Angourie Rice will perform Mannequin Pussy’s songs on Mare Of Easttown

TV Features Mare of Easttown
Angourie Rice will perform Mannequin Pussy’s songs on Mare Of Easttown
Angourie Rice in Mare Of Easttown Photo: Michele K. Short/HBO

Kate Winslet’s new crime drama Mare Of Easttown premieres tonight on HBO Max. In the show, Angourie Rice (who you might recognize from Spider-Man: Far From Home and Miley Cyrus’ Black Mirror episode) plays Siobhan, the daughter of the titular Mare (played by Kate Winslet). Siobhan is a musician and in case the songs she’ll perform on the show sound familiar, that’s because they’re actually Mannequin Pussy’s.

The band’s lead singer Marisa Dabice shared the news on Twitter, writing “We can finally tell you that over a YEAR ago this HBO show got in touch b/c they wanted to use MP songs as the songs for the band in the TV show!” She also mentioned that because she was on tour in Europe and couldn’t coach Rice and the other cast members who form part of the fictional band on how to perform the songs, Japanese Breakfast’s Michelle Zauner stepped in to teach them “how to be a band.”

Dabice also explained that Rice recorded the music with the help of very in-demand producer Will Yip, who’s worked with Mannequin Pussy on their 2019 record, Patience, and their upcoming EP, Perfect. Looks like it’ll only be two songs, “Who You Are” and “In Love Again” off Patience, though Dabice also wrote that Perfect lead single ”Control” “has a little moment as well.”

15 Comments

  • honeybunche0fgoats-av says:

    Angourie Rice sounds like a menu item at a very white Cajun chain restaurant. 

    • genxered-av says:

      When you wanted to name your child Sigourney, but weren’t willing to commit. Or perhaps committed too much.
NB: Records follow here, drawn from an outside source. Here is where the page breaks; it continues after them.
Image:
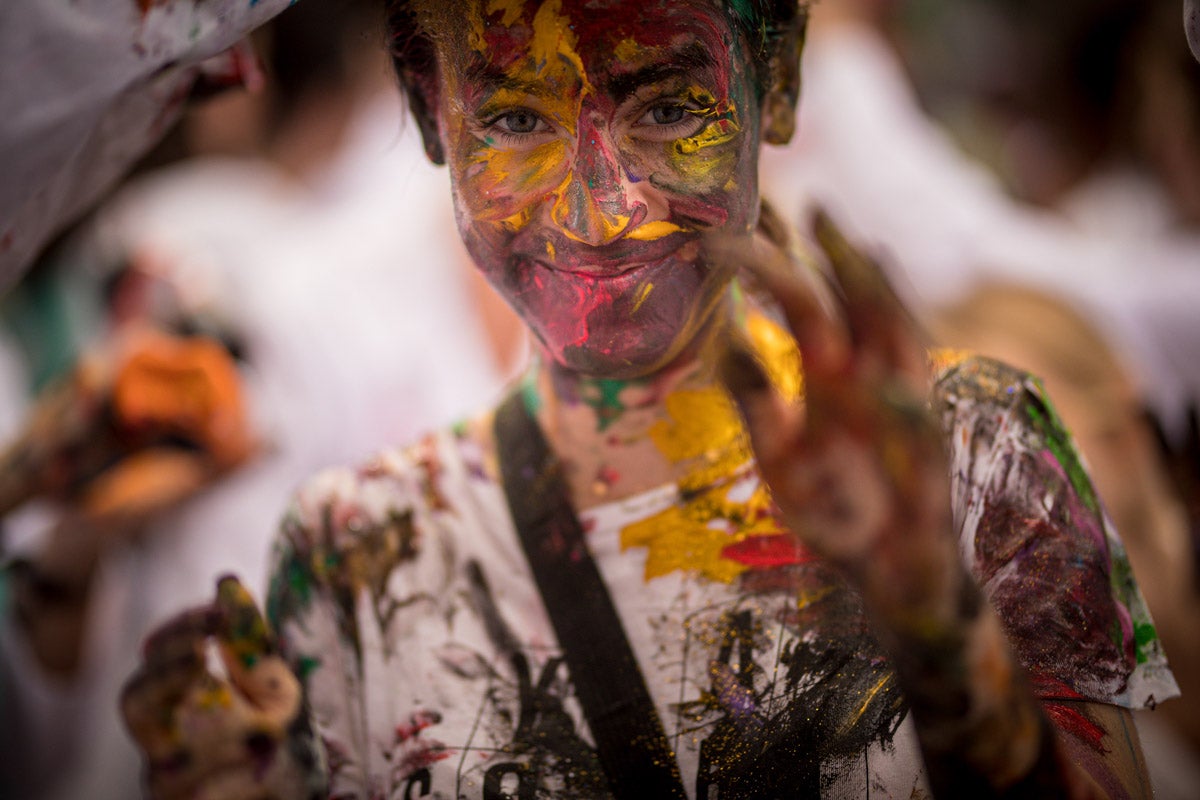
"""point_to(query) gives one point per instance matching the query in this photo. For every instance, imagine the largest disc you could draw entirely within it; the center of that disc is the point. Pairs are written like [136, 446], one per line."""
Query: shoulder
[985, 404]
[349, 529]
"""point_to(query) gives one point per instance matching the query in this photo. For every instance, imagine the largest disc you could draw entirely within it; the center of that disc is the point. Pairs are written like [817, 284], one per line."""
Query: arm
[861, 473]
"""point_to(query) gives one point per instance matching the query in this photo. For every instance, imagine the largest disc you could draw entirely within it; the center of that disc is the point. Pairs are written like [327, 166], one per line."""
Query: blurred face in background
[592, 144]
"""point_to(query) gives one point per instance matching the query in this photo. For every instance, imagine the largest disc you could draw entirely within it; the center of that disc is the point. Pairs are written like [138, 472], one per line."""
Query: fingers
[250, 655]
[173, 662]
[880, 324]
[821, 338]
[767, 415]
[202, 733]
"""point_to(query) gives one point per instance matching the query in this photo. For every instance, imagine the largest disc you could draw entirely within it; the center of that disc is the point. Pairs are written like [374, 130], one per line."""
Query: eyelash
[691, 122]
[493, 127]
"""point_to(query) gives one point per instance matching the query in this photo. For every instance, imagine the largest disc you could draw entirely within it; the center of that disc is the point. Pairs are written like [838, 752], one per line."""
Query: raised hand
[233, 737]
[859, 470]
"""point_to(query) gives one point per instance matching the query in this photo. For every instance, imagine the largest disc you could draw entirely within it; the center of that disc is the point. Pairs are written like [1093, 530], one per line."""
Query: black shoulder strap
[630, 740]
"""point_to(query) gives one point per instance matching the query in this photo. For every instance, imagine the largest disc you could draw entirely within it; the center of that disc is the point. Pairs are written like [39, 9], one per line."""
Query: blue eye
[521, 121]
[667, 114]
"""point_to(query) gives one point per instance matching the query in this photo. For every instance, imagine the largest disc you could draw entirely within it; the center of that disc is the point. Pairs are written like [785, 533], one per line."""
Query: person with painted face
[671, 563]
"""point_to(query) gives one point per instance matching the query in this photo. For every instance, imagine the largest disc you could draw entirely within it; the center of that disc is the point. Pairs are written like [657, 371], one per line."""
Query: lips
[618, 260]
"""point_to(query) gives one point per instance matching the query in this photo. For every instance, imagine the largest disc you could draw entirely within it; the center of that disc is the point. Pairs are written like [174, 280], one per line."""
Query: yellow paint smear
[779, 355]
[702, 427]
[850, 722]
[642, 294]
[652, 230]
[691, 536]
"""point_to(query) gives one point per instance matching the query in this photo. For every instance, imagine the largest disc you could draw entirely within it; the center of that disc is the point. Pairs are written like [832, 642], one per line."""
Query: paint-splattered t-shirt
[405, 601]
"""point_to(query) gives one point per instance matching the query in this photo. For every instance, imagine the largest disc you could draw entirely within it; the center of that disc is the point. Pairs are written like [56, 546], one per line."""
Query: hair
[762, 22]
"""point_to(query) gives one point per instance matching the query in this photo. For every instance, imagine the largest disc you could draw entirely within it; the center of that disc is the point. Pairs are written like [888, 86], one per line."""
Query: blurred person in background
[276, 246]
[1105, 220]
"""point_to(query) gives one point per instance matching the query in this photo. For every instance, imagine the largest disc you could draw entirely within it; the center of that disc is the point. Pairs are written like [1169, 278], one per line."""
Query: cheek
[499, 185]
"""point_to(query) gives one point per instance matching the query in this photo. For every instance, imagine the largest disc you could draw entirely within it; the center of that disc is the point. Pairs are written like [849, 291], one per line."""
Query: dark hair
[762, 23]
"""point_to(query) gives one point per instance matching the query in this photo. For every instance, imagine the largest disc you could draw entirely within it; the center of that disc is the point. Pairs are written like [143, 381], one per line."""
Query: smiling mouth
[619, 271]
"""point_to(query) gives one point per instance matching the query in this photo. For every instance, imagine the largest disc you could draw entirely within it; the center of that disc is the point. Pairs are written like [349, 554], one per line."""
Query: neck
[618, 438]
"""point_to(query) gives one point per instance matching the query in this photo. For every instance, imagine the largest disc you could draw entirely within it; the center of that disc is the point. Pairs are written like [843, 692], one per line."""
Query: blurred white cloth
[85, 88]
[943, 223]
[352, 301]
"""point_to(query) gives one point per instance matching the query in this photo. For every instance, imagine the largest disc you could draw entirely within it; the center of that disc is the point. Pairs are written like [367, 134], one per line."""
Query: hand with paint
[861, 475]
[859, 471]
[240, 735]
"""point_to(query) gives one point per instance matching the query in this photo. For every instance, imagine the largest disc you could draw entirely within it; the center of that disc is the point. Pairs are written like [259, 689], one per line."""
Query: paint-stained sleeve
[336, 552]
[1033, 533]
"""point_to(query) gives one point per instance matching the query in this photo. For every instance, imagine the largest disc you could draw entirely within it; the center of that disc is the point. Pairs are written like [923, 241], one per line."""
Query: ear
[423, 94]
[783, 95]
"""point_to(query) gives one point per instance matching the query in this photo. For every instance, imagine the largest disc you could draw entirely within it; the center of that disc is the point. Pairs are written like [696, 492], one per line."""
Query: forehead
[597, 37]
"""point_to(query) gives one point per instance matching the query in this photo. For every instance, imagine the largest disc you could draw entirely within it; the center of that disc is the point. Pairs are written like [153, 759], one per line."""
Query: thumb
[243, 636]
[767, 415]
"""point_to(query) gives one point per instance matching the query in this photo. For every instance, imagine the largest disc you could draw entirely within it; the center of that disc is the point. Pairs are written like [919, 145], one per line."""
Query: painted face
[592, 143]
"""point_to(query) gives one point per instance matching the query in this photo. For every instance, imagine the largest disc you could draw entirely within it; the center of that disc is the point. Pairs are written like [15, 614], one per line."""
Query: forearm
[51, 595]
[982, 731]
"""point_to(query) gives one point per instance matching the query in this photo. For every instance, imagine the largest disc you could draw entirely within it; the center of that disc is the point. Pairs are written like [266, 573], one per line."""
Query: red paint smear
[768, 551]
[1074, 722]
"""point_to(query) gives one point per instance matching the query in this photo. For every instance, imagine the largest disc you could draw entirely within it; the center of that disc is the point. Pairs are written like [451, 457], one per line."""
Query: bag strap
[630, 740]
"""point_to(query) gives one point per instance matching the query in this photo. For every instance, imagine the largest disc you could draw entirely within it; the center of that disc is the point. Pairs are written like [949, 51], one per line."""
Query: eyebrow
[483, 73]
[687, 60]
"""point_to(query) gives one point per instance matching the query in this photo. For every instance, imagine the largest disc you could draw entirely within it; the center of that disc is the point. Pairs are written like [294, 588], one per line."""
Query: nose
[593, 205]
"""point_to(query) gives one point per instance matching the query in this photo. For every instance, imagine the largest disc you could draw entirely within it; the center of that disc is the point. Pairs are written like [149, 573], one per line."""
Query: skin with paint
[604, 160]
[1192, 25]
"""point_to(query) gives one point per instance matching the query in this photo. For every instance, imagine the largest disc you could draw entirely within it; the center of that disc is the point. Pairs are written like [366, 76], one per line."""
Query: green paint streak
[306, 666]
[1044, 420]
[605, 401]
[529, 395]
[1144, 633]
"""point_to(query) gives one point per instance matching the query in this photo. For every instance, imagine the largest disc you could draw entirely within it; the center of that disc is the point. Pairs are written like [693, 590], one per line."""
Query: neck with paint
[618, 438]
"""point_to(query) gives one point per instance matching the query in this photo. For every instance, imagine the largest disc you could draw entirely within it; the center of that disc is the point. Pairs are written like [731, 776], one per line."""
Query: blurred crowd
[244, 311]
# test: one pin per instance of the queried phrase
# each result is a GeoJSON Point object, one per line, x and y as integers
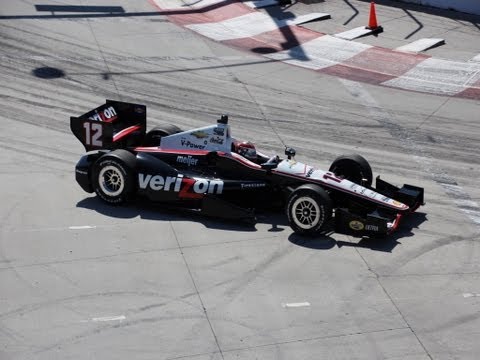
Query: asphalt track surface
{"type": "Point", "coordinates": [81, 280]}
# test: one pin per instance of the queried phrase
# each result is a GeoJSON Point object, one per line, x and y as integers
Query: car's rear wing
{"type": "Point", "coordinates": [114, 125]}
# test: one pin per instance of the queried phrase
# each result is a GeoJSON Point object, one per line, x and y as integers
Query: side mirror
{"type": "Point", "coordinates": [290, 152]}
{"type": "Point", "coordinates": [268, 166]}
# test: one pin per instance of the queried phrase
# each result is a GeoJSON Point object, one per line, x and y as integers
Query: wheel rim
{"type": "Point", "coordinates": [111, 181]}
{"type": "Point", "coordinates": [306, 213]}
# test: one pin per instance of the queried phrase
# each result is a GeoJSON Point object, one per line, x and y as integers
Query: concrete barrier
{"type": "Point", "coordinates": [467, 6]}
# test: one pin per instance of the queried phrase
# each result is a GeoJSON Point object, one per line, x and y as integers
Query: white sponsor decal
{"type": "Point", "coordinates": [180, 184]}
{"type": "Point", "coordinates": [187, 160]}
{"type": "Point", "coordinates": [253, 185]}
{"type": "Point", "coordinates": [189, 144]}
{"type": "Point", "coordinates": [109, 114]}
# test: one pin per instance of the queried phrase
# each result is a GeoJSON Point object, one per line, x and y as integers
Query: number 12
{"type": "Point", "coordinates": [93, 132]}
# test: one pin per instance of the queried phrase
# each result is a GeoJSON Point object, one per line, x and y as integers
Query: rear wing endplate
{"type": "Point", "coordinates": [113, 125]}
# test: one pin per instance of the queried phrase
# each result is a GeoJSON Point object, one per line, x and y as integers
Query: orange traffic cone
{"type": "Point", "coordinates": [372, 20]}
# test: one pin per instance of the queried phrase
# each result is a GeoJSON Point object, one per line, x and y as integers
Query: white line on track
{"type": "Point", "coordinates": [83, 227]}
{"type": "Point", "coordinates": [109, 318]}
{"type": "Point", "coordinates": [293, 305]}
{"type": "Point", "coordinates": [467, 295]}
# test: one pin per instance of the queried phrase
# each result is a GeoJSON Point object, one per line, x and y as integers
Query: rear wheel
{"type": "Point", "coordinates": [309, 208]}
{"type": "Point", "coordinates": [153, 137]}
{"type": "Point", "coordinates": [354, 168]}
{"type": "Point", "coordinates": [114, 176]}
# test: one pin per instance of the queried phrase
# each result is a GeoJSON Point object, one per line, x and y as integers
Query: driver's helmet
{"type": "Point", "coordinates": [246, 149]}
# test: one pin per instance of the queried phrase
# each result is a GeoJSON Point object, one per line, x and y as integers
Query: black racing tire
{"type": "Point", "coordinates": [113, 177]}
{"type": "Point", "coordinates": [309, 209]}
{"type": "Point", "coordinates": [354, 168]}
{"type": "Point", "coordinates": [153, 137]}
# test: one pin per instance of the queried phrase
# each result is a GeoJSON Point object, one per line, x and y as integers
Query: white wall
{"type": "Point", "coordinates": [467, 6]}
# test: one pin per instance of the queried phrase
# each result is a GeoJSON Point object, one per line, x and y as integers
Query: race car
{"type": "Point", "coordinates": [208, 171]}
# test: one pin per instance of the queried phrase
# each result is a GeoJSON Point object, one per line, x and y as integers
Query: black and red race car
{"type": "Point", "coordinates": [208, 171]}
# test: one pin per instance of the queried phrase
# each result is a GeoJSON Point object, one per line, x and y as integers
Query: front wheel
{"type": "Point", "coordinates": [113, 176]}
{"type": "Point", "coordinates": [309, 208]}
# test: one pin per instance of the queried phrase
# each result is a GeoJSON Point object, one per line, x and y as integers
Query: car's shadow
{"type": "Point", "coordinates": [151, 211]}
{"type": "Point", "coordinates": [277, 221]}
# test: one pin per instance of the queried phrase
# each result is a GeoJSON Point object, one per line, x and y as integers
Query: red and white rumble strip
{"type": "Point", "coordinates": [240, 25]}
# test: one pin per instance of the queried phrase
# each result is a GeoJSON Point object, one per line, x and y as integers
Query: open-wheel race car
{"type": "Point", "coordinates": [208, 171]}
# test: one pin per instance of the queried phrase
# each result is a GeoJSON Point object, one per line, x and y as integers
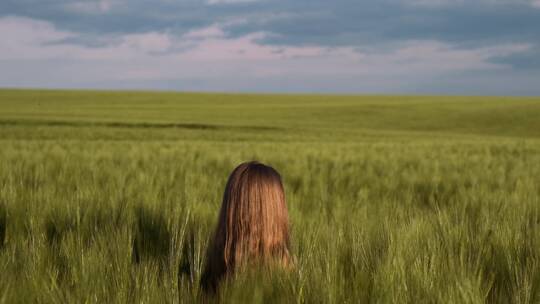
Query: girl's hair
{"type": "Point", "coordinates": [253, 224]}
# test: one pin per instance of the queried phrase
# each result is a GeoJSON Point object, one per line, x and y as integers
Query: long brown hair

    • asynonymous3-av says:

      I would definitely eat something called Angry Rice. Popeye’s, get on it!

    • philnotphil-av says:

      For awhile there was a trend of Chinese mall spots calling themselves Cajun because they served something called “bourbon chicken.” One in my city advertised “jamber lier rice.”

  • martianlaw-av says:

    Mannequin Pussy

  • mchapman-av says:

    who you might recognize from Spider-Man: Far From Home and Miley Cyrus’ Black Mirror episode
    It’s a damn shame more people don’t recognize her as Ryan Gosling’s smartass daughter in The Nice Guys.

  • praxinoscope-av says:

    And the award for utterly trivial bullshit presented as news goes to…Seriously. Tell me a funny anecdote about your cats. Or something cute about a squirrel you saw in the park. Or whatever crap you just bought from Amazon. Or some 90s show you really liked that no one else writes about. Fucking ANYTHING else.

    • actionactioncut-av says:

      The A.V. Club is covering the show, and you’re mad that they’re posting info about who actually performed the songs that can be heard in the show — the show that, again, they’re covering? But hey, a review of the first episode is up now, so that falls into your “fucking ANYTHING else” category.

  • lookatallthepretties-av says:

    didn’t read this image search angourie rice “colossal fucking bitch an even worse human being than Taylor Swift”(twat. fuck you and your scumbag pal Stephen Colbert who I noticed with pleasure will be dead soon) unfortunate resemblance to Kate McKinnon (CIA political officer who should be machine gunning her own troops and executing them with a pistol for betraying the motherland) Rosamund Pike (M15 sack of shit) Nigel Lawson (would be slave owning imperialist scum who almost makes Boris Johnson look good by comparison) that cocksucker who’s Prime Minister of Australia Nicole Kidman (peak Nicole Kidman from the slinky dress era mean slightly bonkers so good looking) Greta Scacchi (I like her she told everyone to go fuck themselves and quit) Charlize Theron (murderous I like her too. possibly very very mean. shrugs. whatever keeps you going) Margot “Suck my dick!” Robbie (ditto) Chiang Kai-shek (yeah I know I don’t know him either) the psychotic girl in Green Room the cage fighter in Babylon A.D. that painting of Elizabeth Bathory (‘Serial killer’ really? that’s a bit dismissive isn’t it? how about something nuanced like ‘unjustly politically maligned modern feminist icon and classist serial murderer of young proletarian women’) Ms. Rice you slightly inbred Australian Abo. picking the photograph that makes you look like Chloe Grace Moretz when she was a teenager a compliment if a little sad and that makes you look like the mean caricature of Jane Fonda from when she was young? rude

  • therealbigmclargehuge-av says:

    That has to be the worst band name since the Joey Jo-Jo Junior Shabadoo Review.